Friday, October 15, 2010

Calling your suspense

Why is it that in every movie that has ancient treasure grounds of some sort in it, there is never an out without somebody needing to die? I saw National Treasure: Book of Secrets a while ago, that is. I have to spoil it a little in saying that someone is required to stay behind to hold a mechanism up or a certain way for everybody else to get out, or they all drown instead of just one. While I get that traps may be necessary to keep people out, I'm not entirely sure what purpose a mechanism like that serves anymore once someone is in, hence my question.

Did the people who built the place also leave behind someone as a supposedly necessary sacrifice when they were getting out in the first place? Or did the engineers back then have a fancier mechanism to sort it all out, bypassing that stage entirely? Because other than to deliberately kill off that one character, the point of the thing doesn't seem to exist.

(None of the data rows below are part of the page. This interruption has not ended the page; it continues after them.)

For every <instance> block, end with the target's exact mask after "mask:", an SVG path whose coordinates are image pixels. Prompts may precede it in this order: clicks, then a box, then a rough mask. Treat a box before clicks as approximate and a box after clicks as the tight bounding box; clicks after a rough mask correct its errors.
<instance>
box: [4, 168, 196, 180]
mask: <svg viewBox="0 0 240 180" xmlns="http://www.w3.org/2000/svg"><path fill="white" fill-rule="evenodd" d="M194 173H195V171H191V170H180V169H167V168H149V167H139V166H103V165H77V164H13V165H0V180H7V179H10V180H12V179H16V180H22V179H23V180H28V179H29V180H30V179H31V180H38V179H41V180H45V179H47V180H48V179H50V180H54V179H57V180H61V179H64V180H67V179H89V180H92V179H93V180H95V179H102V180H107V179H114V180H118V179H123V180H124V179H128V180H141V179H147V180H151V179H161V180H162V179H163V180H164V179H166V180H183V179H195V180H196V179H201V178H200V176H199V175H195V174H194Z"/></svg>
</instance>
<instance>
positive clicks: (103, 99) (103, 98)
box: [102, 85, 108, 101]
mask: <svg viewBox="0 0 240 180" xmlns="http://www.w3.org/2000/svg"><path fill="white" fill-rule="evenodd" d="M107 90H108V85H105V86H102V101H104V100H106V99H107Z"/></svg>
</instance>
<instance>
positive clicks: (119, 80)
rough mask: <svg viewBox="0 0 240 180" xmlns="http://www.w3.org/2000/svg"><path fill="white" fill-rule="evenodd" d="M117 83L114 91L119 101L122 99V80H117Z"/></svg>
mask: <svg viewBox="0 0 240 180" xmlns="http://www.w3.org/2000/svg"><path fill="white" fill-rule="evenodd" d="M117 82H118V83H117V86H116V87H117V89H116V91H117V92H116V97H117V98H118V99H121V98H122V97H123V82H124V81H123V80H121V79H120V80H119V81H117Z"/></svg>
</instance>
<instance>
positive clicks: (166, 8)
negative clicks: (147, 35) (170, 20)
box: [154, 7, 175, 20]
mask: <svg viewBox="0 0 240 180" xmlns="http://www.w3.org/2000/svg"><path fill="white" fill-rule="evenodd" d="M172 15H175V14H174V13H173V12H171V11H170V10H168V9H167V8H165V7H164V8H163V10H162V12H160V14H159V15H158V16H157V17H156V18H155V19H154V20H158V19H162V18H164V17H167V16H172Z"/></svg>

It's not quite Galaxy Quest mocking the computer game style obstacle courses which characters have to run through to get to their objective in far too many movies, but it sweeps close to that. I believe The Phantom Menace was mocked for doing precisely that soon after Galaxy Quest came out, for one.

So I'm sure there are infinite reasons for the people of old to have the balancing board in place as in Book of Secrets, but until somebody gives me an actually sensible or reasonable one other than "It's to kill everyone" (which leads to "Then why have it there as a sporting chance in the first place? Just kill the buggers if you're going to"), I can only look at it as Ye People Of Olde having had strange pastimes. This one on the sports side, their having used it as a make or break level balance- and Being a Bit of a Bastard- test.

In other old ways to build suspense in movies, there is having the landline cut or not finding a phone booth on time when you're in peril. Usually a young woman in peril, more precisely. The new version goes not having network coverage on your mobile phone or having the battery run out while in peril. Once we move to levels where everyone has chips or circuits installed somewhere in their body, the kinetic energy used to power keeping in touch with the world, we run out of even that excuse for creating suspense in movies.

I recently discovered that even cameras can have a GPS tracking system these days. I'm not entirely sure I want them even in my phones, everybody being far too locatable even as it is. Or not locatable enough when a real emergency arises and such get thrown away, or they lose power at critical times if talking someone merely lost. As if kidnappers wouldn't find ways to short-circuit or blatantly cut out GPS-style communication chips even if they were under someone's skin, too. Chips I'm rather clearly against, by the way, if I dislike the Big Brother or nanny state societies even as they currently are. But when I first see a movie use that solution once we've reached the chip states, I'll probably call people out on using that one, too.

Everything is always of its time, but same as my being tired of people instantly jumping at painting in rollercoaster rides and the sort for the new fad of 3D movies, I'm tired of nothing changing on these movie fronts otherwise, too.

I don't normally nitpick, I don't see loopholes particularly clearly when watching movies, I just enjoy them. But could I enjoy something that doesn't automatically just repeat the same old patterns, please?